NUM is abstaining from submitting to the APPG on Prostitution and the Global Sex Trade's endorsed inquiry into Trafficking for Sexual Exploitation for the following reasons:
- As small national charity with a large scope and a participatory ethos, canvassing members and staff for insights takes time and needs to be linked to objectives that support the attainment of our mandate. Sex industries and ways of working within them are varied and we need to responsibly hear from a diverse contingent before offering input. NUM plans to, through improvements of our digital capacities, provide opportunities to hear from our 7000+ members on these kinds of issues more efficiently, for the benefit of all.
More generally:
- Extant literature and our own submissions to past inquiries are rich with data and insights on the social conditions and policy/legislative environments that contribute to danger within sex industries. Recommendations for creating options to eliminate survival sex, forced labour, exploitation and trafficking are also abundant, and begin with understanding the breadth of industries and making important distinctions (between trafficking and migration, sex work and survival sex, sex work and trafficking, etc.) to reach the outcomes we all desire.
These outcomes include the elimination of (legislated) poverty and structural inequality that lead to forced labour and survival sex, in addition to supporting those who draw their incomes from sex industries to classify and define what they do.
They get the power to name what is work, what is exploitation and the conditions through which either exists. It’s then our job as practitioners and law makers to work with sex industry folks to eliminate harmful conditions, improve safety and expand choices.
And specific to this APPG endorsed Inquiry:
- Holding an inquiry implies a fact-finding mission but the facts are not enough to influence the APPG and those they endorse towards an inclusive process that may challenge their understanding of sex and society, sex industries, work, exploitation, structural inequalities and how these intersect for people in our current political economy. The APPG and associates appear most interested in stories that support their ideologies within a framework that they have constructed, which delimits the ways that sex workers can identify-- ‘victim’, ‘deviant’ or ‘survivor’ are the only accepted ways of being. This is problematic.

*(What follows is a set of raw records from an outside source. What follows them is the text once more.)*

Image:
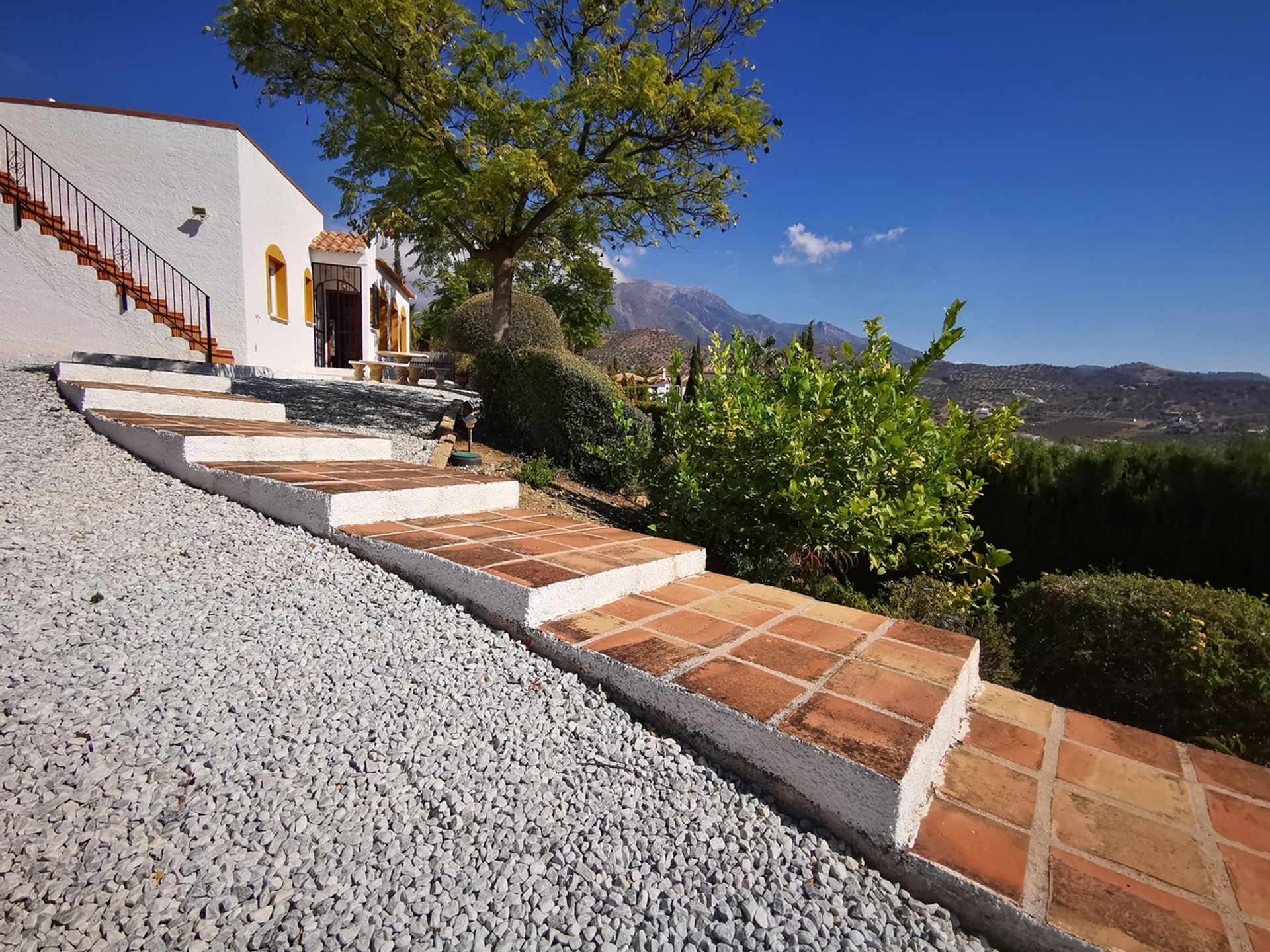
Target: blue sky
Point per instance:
(1093, 178)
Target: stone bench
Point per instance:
(404, 374)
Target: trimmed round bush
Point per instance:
(534, 324)
(1187, 660)
(558, 404)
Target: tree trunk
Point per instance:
(503, 270)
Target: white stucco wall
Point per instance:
(148, 173)
(275, 212)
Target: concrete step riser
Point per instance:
(517, 607)
(172, 452)
(103, 374)
(175, 404)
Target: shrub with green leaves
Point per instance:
(1187, 660)
(536, 471)
(1175, 509)
(534, 324)
(794, 466)
(558, 404)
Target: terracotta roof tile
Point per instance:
(338, 241)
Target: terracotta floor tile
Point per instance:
(933, 666)
(630, 554)
(578, 539)
(982, 850)
(738, 610)
(697, 627)
(999, 790)
(883, 687)
(531, 545)
(771, 596)
(513, 526)
(633, 608)
(375, 528)
(1250, 876)
(935, 639)
(1121, 739)
(476, 556)
(1118, 912)
(422, 539)
(879, 742)
(1014, 706)
(1151, 847)
(585, 563)
(714, 582)
(535, 573)
(667, 546)
(1231, 774)
(559, 521)
(644, 651)
(1121, 778)
(832, 637)
(1244, 822)
(585, 625)
(785, 656)
(1007, 740)
(476, 532)
(842, 615)
(677, 594)
(742, 687)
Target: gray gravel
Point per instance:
(407, 415)
(222, 733)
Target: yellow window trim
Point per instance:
(275, 262)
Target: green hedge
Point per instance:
(1185, 660)
(1174, 510)
(558, 404)
(534, 324)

- Our partners requested information on ethics for the collection of data as part of this inquiry and did not receive a response. This is worrying for NUM because in addition to sharing core questions, a process for information gathering requires transparency around sampling strategies, theoretical frameworks and approaches to analysis. These elements affect how contributions are inputed, re-coded and interpreted. Plainly, it affects what is knowable.
Processes for inquiry that ignore existing empirical evidence and that are opaque about ethics puts NUM in a difficult situation. We want to engage but cannot work against our mandate.
We aim to end forms of violence against adult industry workers. By violence here we mean the violence of bias and exclusion, of deliberate misidentification and mischaracterisation of sex industry workers and their work.
Adult industry workers entrust NUM with their experiences of crime and rely on us to help them through some of the most difficult times they may ever face.
We have to use the insights that come from their victimisation to improve their lives in the ways that they ask us to.
That being said, we support the submissions of sex workers and allies who have participated. We hope that our abstention is respected and understood in the spirit that it has been undertaken. We will participate in policy change towards sex worker safety through other channels.